O kadar ahlak değil.Resmi adalet, genellikle doğal türlere karşı olan kaygan bir kavramdır.Hayat gri tonlarında.Cinayetler bazen, özellikle geçmiş yanlışları düzeltmeye veya daha büyük bir kötülüğü önlemeye hizmet ettiklerinde haklıdır.Bazı kurbanlar gelmişti.Suç, karmik çile döngüsünün bir parçasıdır.Dedektifin rolü, düzenini kaotik bir duruma geri getirmek, gerçekliği bizim için yorumlamak (kaçınılmaz bir son bölümde) ve sosyal veya yasal normlarla zincirlenmemiş gerçek ve tarafsız adaleti uygulamaktır.

Böylece, göründüğü gibi hiçbir şey değildir.
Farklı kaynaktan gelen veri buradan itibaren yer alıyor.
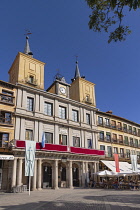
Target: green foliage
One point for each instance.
(106, 13)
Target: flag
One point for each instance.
(116, 157)
(90, 144)
(134, 163)
(68, 149)
(43, 140)
(30, 157)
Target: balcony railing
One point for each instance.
(114, 141)
(120, 141)
(31, 82)
(7, 99)
(7, 121)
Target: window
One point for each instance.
(101, 135)
(127, 153)
(109, 151)
(121, 152)
(138, 132)
(136, 142)
(7, 96)
(119, 126)
(108, 137)
(62, 112)
(126, 140)
(88, 119)
(120, 139)
(31, 79)
(114, 137)
(125, 127)
(28, 134)
(133, 152)
(4, 139)
(48, 137)
(48, 109)
(5, 117)
(138, 155)
(62, 139)
(100, 120)
(102, 147)
(76, 141)
(134, 131)
(89, 143)
(131, 142)
(107, 122)
(113, 124)
(75, 115)
(115, 150)
(30, 104)
(130, 129)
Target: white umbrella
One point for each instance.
(105, 173)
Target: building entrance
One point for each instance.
(75, 171)
(47, 176)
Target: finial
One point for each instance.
(27, 50)
(76, 59)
Belki de Christie'nin en büyük cazibesi.Cilalı, minyon-burjuva, kural odaklı, yüzey, şeytanlar ve melekler, volkanik tutkular ve stokastik sürücüler, aynalar ve yansıtılan, oranın hiçbir oranın ve yasaların almadığı başka bir dünyayı gizler.Bir gemi enkazının hayatta kalanları gibi bu kabus gibi, gerçeküstü manzaraya fırladık, biz dolaşıyoruz, bedazzled, okuyucular ve dedektifler, kahramanlar ve kötü adamlar, küçük hanımlar ve sevgilileri, güveni beklemeye mahkum.O an geldiğinde, akılla kurtarıldığında, Mesih (yani) varlığından önce, emirimizde, emirimizde, güvence verdik.

Romanları hayallerimizin özü, korkularımızın dokusundan dokunan, psişimlerimize dalmak için açık bir davet ve uçurumlarla cesurca yüzleşiyor.Dolayısıyla Christie'nin karşı konulmazlığı - onun en derin yorgamızla tanışması.Böyle narsisistik zevkten kimden vazgeçebilir?Kesinlikle köşe yazarı değil! </font> </pre> </body> </html>

Profesyonel hizmetlerimiz hakkında daha fazla bilgi için hemen iletişime geçin!